Come avete vissuto i momenti di preghiera e l’assemblea?
“Essere in un luogo “paradisiaco” ha sicuramente reso i momenti di preghiera molto più profondi. È stato bello riscoprire la comunità come luogo in cui stare a contatto con Dio”.
“Mi sono trovato molto bene al campo G perché mi è sembrato un luogo dove tutti erano lì volontariamente. Ai GG tutti sono obbligati a fare tutto, devono seguire la scansione della giornata mentre al campo Giovani nessuno si sentiva obbligato a pregare ma lo faceva perché voleva. Mi è sembrato tutto molto più profondo. Il deserto mi ha messo molto in crisi. Anche se non ho parlato in assemblea, non avendo ben chiaro cosa dire perché ero arrivato dopo, mi è piaciuta molto perché ho potuto ascoltare gli interventi degli altri”.
È successo qualcosa che vi ha commosso o fatto ridere?

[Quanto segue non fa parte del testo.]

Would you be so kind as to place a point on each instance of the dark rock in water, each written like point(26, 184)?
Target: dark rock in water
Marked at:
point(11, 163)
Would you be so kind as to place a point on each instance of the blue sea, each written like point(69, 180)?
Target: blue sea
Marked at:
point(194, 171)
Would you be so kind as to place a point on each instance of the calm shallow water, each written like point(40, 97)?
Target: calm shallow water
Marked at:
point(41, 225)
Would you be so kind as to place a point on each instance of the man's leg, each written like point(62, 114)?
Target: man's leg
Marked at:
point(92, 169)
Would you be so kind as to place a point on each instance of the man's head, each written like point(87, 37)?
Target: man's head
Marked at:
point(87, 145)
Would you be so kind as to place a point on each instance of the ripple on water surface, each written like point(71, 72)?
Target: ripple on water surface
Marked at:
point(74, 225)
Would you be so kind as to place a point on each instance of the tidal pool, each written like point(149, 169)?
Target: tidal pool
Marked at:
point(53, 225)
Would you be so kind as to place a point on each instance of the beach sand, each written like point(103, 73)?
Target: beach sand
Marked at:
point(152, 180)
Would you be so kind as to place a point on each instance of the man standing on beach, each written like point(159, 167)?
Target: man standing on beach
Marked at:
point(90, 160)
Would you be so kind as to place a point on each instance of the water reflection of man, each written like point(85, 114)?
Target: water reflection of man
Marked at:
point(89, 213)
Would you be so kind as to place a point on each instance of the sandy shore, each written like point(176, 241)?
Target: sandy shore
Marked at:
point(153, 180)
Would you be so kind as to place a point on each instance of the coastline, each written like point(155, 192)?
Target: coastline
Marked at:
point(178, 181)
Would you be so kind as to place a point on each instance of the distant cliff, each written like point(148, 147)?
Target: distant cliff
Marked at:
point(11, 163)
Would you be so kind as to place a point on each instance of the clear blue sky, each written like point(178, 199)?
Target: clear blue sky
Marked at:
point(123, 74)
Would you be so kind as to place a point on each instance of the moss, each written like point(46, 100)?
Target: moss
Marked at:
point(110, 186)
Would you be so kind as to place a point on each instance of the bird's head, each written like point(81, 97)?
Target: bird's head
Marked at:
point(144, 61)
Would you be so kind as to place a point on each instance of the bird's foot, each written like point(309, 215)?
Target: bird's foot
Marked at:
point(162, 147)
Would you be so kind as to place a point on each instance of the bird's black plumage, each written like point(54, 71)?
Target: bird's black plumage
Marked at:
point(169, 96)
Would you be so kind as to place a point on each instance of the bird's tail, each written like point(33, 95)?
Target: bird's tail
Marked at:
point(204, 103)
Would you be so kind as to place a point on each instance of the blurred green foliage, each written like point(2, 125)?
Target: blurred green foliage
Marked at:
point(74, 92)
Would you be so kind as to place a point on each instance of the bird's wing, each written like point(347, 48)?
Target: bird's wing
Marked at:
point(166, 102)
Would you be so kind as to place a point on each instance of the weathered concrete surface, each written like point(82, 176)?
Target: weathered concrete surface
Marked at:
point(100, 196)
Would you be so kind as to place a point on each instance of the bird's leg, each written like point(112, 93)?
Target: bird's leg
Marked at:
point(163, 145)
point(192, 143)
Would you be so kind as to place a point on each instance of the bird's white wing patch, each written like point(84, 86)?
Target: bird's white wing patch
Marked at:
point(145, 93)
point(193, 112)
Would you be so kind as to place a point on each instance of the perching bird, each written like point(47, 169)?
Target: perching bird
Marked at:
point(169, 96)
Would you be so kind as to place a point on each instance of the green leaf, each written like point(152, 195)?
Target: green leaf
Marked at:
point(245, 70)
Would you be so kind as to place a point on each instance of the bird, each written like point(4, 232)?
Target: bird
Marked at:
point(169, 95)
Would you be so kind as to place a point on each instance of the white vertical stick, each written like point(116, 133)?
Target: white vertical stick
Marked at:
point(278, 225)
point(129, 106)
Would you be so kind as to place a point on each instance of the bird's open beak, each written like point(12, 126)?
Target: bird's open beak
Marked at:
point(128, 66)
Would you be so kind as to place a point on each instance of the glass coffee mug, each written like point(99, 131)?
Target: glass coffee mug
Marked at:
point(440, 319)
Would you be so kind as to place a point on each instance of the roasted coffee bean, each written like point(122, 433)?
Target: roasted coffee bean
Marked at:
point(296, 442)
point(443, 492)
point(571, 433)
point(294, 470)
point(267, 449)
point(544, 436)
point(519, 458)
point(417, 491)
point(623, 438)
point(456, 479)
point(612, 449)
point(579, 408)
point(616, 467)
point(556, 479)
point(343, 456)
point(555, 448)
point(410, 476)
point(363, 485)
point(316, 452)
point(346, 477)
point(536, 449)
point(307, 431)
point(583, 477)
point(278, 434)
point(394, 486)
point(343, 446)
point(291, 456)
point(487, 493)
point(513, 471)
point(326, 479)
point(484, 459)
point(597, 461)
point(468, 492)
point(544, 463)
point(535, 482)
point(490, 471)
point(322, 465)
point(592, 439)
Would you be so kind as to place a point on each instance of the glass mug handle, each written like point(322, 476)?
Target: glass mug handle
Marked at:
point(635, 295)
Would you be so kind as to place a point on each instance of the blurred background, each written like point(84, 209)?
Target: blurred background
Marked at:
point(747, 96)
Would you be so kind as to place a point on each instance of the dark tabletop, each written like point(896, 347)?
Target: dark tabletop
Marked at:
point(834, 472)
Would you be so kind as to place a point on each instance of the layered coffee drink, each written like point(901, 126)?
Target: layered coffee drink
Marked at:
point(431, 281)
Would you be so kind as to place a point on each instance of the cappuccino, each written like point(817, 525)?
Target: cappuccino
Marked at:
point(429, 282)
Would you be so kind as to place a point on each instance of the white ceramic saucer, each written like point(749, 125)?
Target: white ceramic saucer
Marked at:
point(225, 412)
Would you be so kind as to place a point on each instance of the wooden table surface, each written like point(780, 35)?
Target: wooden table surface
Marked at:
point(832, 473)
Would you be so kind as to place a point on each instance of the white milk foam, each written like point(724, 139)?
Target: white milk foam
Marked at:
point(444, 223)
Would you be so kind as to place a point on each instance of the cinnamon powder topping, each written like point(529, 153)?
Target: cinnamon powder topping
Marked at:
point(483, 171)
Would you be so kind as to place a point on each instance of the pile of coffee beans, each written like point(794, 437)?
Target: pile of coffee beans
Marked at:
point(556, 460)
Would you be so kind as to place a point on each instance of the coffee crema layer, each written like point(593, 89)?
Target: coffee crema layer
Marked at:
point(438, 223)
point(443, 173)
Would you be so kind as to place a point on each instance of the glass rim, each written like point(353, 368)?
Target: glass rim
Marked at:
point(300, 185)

“Mi ha commosso la storia di L., uno dei ragazzi della casa. Avendo la sua stessa età ho empatizzato molto e mi ha detto una frase che porterò sempre con me: «non fare le mie scelte, per favore».”
“Ho parlato diverse volte con L. e oltre a farci ridere – perché raccontava storie effettivamente divertenti – mi ha commosso profondamente. Abbiamo parlato con lui un’intera sera e questo mi ha fatto riflettere sulle poche occasioni che ha per parlare con altri ragazzi della sua età. È stato molto bello ma ero anche molto dispiaciuto per gli ostacoli che ha dovuto affrontare”.
E rispetto al campo GG? Cosa ne pensate?
“Questo era il mio primo campo Giovani e ho potuto notare varie differenze con quello Giovanissimi: innanzitutto mi sono rapportato e ho condiviso parti di me sentendomi alla pari con persone quasi tutte più grandi di me e che in alcuni casi erano stati miei animatori; oltre a una differenza di età ho sentito, rispetto al periodo dei GG, una maggiore varietà di percorsi di vita e di identità appunto. Le nostre diversità sono state valorizzate e mi hanno permesso di arricchirmi. Come già detto, essere tutti alla pari è un aspetto che mi ha fatto sentire maggiormente un senso di fraternità e di condivisione”.
“L’aspetto più bello del campo G è che ti liberi dalle regole degli animatori e fai le attività perché vuoi davvero farle. Tirando le somme, confrontando G e GG, penso di aver trovato nei G la mia dimensione. Riconosco che i Giovanissimi sono stati un passaggio fondamentale ma durante questo campo ho sentito di potermi esprimere al massimo dato che siamo tutti grandi e ci sentiamo liberi”.